The clerk of this Court is directed to provide notice of this order in accordance with Admis.Disc.R. 23(3)(d) and to provide the clerk of the United States Court of Appeals for the Seventh Circuit, the clerk of each of the Federal District Courts in this state, and the clerk
of the United States Bankruptcy Court in this state with the last known address of respondent
as reflected in the records of the clerk.
Costs of this proceeding are assessed against the respondent.
A lawyer shall not enter into a business transaction with a client or knowingly acquire an
ownership, possessory, security or other pecuniary interest adverse to a client unless:
(1) the transaction and terms on which the lawyer acquires the interest are fair and
reasonable to the client and are fully disclosed and transmitted in writing to the client in a manner
which can be reasonably understood by the client;
(2) the client is given a reasonable opportunity to seek the advice of independent counsel
in the transaction; and
(3) the client consents in writing thereto.
Upon termination of representation, a lawyer shall take steps to the extent reasonably practicable to protect a client's interests, such as giving reasonable notice to the client, allowing
time for employment of other counsel, surrendering papers and property to which the client is entitled and refunding any advance payment of fee that has not been earned. The lawyer may retain papers relating to the client to the extent permitted by other law.

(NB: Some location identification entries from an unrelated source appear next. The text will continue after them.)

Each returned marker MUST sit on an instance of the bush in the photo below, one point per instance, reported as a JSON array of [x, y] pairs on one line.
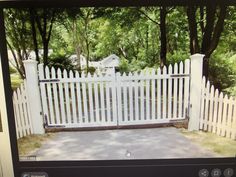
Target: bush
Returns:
[[60, 61]]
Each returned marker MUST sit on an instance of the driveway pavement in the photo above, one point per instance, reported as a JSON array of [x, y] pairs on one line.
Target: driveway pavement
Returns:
[[155, 143]]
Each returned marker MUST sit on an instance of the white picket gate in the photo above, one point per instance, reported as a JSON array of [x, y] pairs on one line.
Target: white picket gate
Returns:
[[21, 111], [218, 112], [70, 100]]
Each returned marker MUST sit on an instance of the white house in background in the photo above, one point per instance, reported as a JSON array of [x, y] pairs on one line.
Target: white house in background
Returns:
[[107, 65]]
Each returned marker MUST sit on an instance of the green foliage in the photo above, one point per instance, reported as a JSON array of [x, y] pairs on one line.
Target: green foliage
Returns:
[[60, 61], [177, 56], [223, 72]]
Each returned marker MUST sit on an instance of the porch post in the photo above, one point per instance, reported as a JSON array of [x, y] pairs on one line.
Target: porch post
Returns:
[[33, 93], [195, 91]]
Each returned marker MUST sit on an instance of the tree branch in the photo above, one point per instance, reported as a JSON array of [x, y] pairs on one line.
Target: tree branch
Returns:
[[149, 18]]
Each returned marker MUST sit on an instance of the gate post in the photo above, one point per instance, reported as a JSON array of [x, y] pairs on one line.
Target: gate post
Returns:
[[33, 93], [196, 68]]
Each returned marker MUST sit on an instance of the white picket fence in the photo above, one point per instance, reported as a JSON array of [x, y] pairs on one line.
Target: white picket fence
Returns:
[[66, 99], [70, 100], [21, 111], [218, 112]]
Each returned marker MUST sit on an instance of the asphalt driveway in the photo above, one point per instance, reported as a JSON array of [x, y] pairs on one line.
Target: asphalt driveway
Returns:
[[155, 143]]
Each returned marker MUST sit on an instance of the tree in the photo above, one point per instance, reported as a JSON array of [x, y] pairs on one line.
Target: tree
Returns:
[[18, 37], [211, 22], [43, 19]]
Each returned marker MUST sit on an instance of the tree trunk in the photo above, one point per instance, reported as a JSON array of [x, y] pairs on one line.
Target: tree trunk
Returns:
[[33, 29], [163, 36], [45, 52]]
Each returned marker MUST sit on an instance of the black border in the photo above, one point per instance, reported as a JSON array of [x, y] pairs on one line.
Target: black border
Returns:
[[109, 168]]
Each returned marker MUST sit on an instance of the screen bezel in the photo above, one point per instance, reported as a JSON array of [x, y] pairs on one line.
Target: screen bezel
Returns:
[[86, 166]]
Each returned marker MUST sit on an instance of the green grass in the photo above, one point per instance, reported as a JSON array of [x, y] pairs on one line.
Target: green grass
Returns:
[[15, 81], [221, 145], [29, 144]]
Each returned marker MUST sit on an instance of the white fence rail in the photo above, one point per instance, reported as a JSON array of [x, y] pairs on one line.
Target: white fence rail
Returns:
[[70, 100], [21, 111], [218, 112]]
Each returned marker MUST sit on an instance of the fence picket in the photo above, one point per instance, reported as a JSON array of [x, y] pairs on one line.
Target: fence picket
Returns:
[[102, 100], [72, 98], [62, 98], [142, 96], [97, 107], [148, 102], [79, 100], [24, 108], [114, 101], [210, 119], [131, 106], [203, 88], [224, 116], [207, 96], [91, 100], [85, 100], [170, 71], [119, 97], [175, 105], [164, 95], [49, 96], [159, 96], [125, 107], [186, 87], [180, 101], [153, 96], [220, 114], [233, 134], [43, 92], [136, 96], [67, 99], [108, 106], [17, 115], [229, 118], [55, 96]]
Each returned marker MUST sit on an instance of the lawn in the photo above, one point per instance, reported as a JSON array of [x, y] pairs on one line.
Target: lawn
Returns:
[[221, 145], [32, 143]]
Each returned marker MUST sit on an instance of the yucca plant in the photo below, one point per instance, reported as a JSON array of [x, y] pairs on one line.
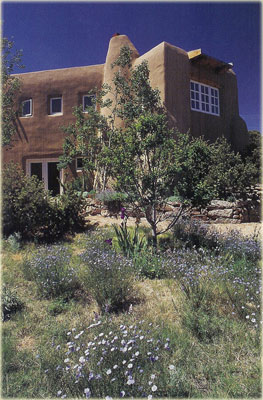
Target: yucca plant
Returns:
[[130, 242]]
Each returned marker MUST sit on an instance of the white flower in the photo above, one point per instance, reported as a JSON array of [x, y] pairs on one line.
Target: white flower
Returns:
[[87, 392], [154, 388]]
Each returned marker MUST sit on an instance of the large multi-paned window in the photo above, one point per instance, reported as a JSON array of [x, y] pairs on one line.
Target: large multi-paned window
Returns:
[[88, 100], [26, 108], [204, 98]]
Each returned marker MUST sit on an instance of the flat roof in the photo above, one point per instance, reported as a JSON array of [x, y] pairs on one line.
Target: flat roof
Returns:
[[197, 57]]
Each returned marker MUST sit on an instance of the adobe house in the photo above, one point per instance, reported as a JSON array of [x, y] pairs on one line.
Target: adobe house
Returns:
[[199, 92]]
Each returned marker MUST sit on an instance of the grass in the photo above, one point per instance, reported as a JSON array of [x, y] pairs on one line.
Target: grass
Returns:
[[205, 348]]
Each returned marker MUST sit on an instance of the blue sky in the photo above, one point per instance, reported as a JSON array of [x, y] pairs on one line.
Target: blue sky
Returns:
[[67, 34]]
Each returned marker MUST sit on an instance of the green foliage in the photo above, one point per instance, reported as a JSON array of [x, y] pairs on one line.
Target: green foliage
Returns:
[[107, 276], [25, 203], [252, 153], [14, 241], [129, 241], [11, 303], [228, 171], [191, 234], [29, 209], [10, 89], [51, 269]]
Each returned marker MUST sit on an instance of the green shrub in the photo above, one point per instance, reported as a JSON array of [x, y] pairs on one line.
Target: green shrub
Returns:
[[11, 303], [31, 211], [14, 241], [51, 270], [195, 234]]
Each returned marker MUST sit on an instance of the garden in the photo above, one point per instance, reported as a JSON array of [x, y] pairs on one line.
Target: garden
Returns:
[[126, 311], [99, 316]]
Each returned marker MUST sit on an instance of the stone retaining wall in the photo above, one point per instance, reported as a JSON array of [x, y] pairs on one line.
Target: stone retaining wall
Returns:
[[218, 211]]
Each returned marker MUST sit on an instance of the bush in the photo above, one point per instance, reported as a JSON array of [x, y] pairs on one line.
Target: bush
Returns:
[[11, 303], [113, 200], [107, 275], [51, 270], [195, 234], [31, 211]]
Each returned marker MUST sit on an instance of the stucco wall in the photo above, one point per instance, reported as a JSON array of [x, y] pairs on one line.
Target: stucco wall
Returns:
[[40, 135]]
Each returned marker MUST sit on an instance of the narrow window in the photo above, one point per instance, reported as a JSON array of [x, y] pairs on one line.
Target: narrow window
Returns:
[[88, 101], [56, 105], [27, 108]]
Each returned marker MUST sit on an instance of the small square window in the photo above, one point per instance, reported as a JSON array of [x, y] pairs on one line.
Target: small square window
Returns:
[[56, 105], [27, 108], [79, 164], [88, 101]]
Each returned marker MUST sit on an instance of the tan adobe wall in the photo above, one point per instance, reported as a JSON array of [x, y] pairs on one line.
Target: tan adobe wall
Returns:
[[40, 136], [229, 123]]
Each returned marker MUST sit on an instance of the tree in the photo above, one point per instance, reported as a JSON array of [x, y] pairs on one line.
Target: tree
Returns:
[[147, 160], [10, 89]]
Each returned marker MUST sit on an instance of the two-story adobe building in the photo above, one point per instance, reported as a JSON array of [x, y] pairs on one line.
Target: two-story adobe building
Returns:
[[198, 91]]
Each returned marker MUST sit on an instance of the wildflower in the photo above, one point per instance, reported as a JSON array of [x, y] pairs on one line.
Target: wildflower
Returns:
[[123, 212], [87, 392]]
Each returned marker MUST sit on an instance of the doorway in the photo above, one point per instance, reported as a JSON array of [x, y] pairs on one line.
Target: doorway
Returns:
[[47, 171]]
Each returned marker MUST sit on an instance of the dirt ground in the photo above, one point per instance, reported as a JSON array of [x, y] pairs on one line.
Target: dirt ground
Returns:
[[246, 229]]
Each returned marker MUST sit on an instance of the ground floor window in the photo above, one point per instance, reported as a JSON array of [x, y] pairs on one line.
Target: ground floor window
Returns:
[[47, 171], [204, 98]]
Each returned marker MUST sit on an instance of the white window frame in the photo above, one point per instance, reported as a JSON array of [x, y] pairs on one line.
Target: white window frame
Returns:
[[50, 104], [30, 114], [204, 96], [78, 169], [88, 95], [44, 162]]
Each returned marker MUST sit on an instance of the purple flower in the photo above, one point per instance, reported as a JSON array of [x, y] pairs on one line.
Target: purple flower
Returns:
[[123, 212]]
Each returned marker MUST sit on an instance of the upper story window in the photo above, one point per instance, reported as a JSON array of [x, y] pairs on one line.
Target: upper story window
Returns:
[[88, 101], [204, 98], [26, 108], [56, 105], [79, 163]]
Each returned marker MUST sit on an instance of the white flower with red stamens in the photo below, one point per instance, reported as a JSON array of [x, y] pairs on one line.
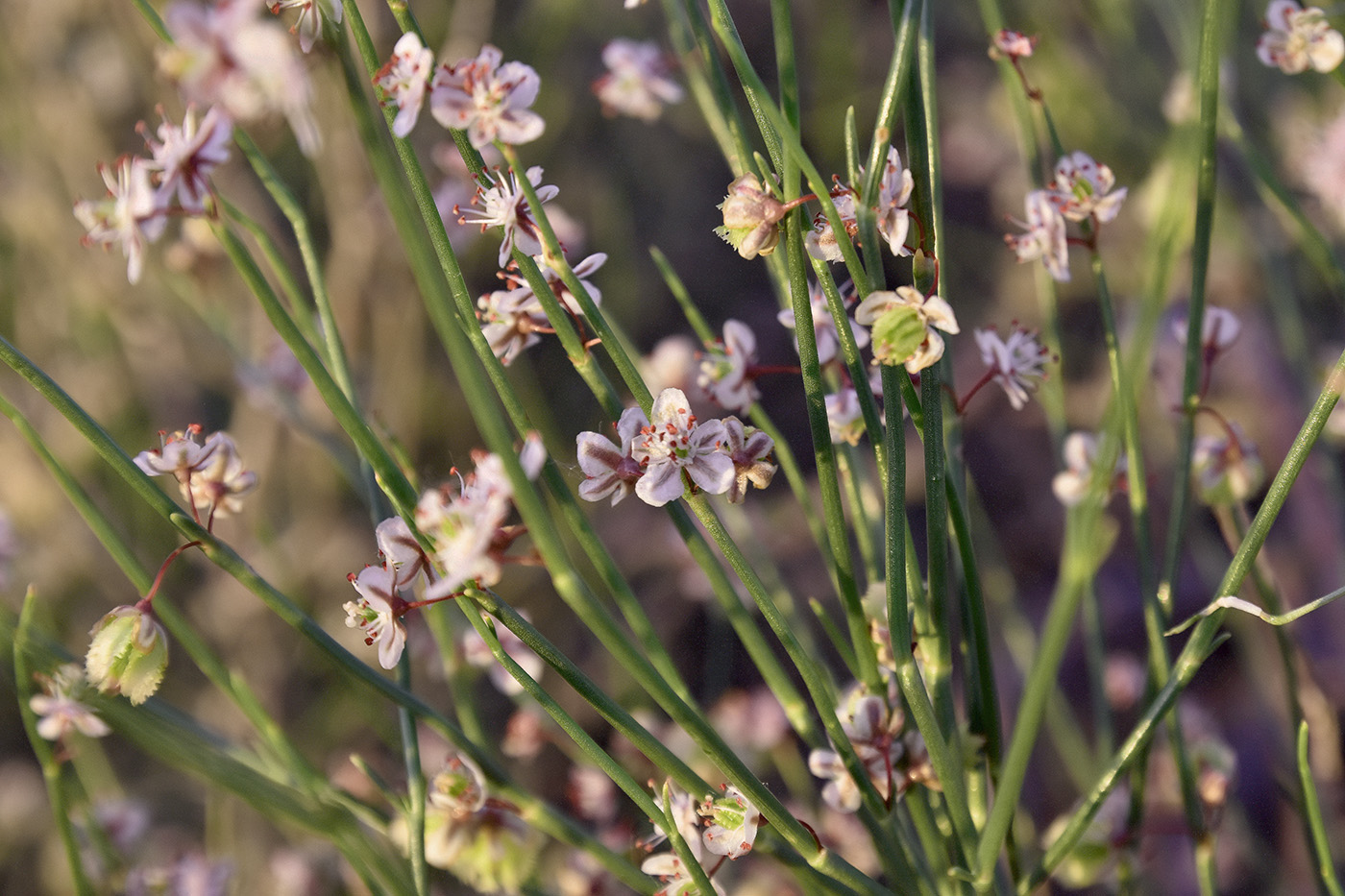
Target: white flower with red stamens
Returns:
[[1045, 237], [1297, 37], [404, 81], [636, 83], [725, 370], [500, 202], [1083, 188], [376, 613], [131, 215], [487, 100], [674, 443], [184, 157], [608, 469]]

A fee may be contingent on the outcome of the matter for which the service is rendered, except in a matter in which a contingent fee is prohibited by paragraph (d) or other law. A contingent fee agreement shall be in writing and shall state the method by which the fee is to be determined, including the percentage or percentages that shall accrue to the lawyer in the event of settlement, trial or appeal, litigation and other expenses to be deducted from the recovery, and whether such expenses are to be deducted before or after the contingent fee is calculated. Upon conclusion of a contingent fee matter, the lawyer shall provide the client with a written statement
stating the outcome of the matter and, if there is a recovery, showing the remittance to the client and the method of its determination.
Upon receiving funds or other property in which the client or third person has an interest, a lawyer shall promptly notify the client or third person. Except as stated in this Rule or otherwise permitted by law or by agreement with the client, a lawyer shall promptly deliver to the client or third person any funds or other property that the client or third person is entitled to receive and, upon request by the client or third person, shall promptly render a full accounting regarding such property.
A lawyer shall hold property of clients or third persons that is in a lawyer's possession in connection with a representation separate from the lawyer's own property. Funds shall be kept in a separate account maintained in the state where the lawyer's office is situated, or elsewhere with the consent of the client or third person. Other property shall be identified as such and appropriately safeguarded. Complete records of such account funds and other property shall be preserved for a period of five years after termination of the representation. A lawyer may deposit his or her own funds reasonably sufficient to maintain a nominal balance.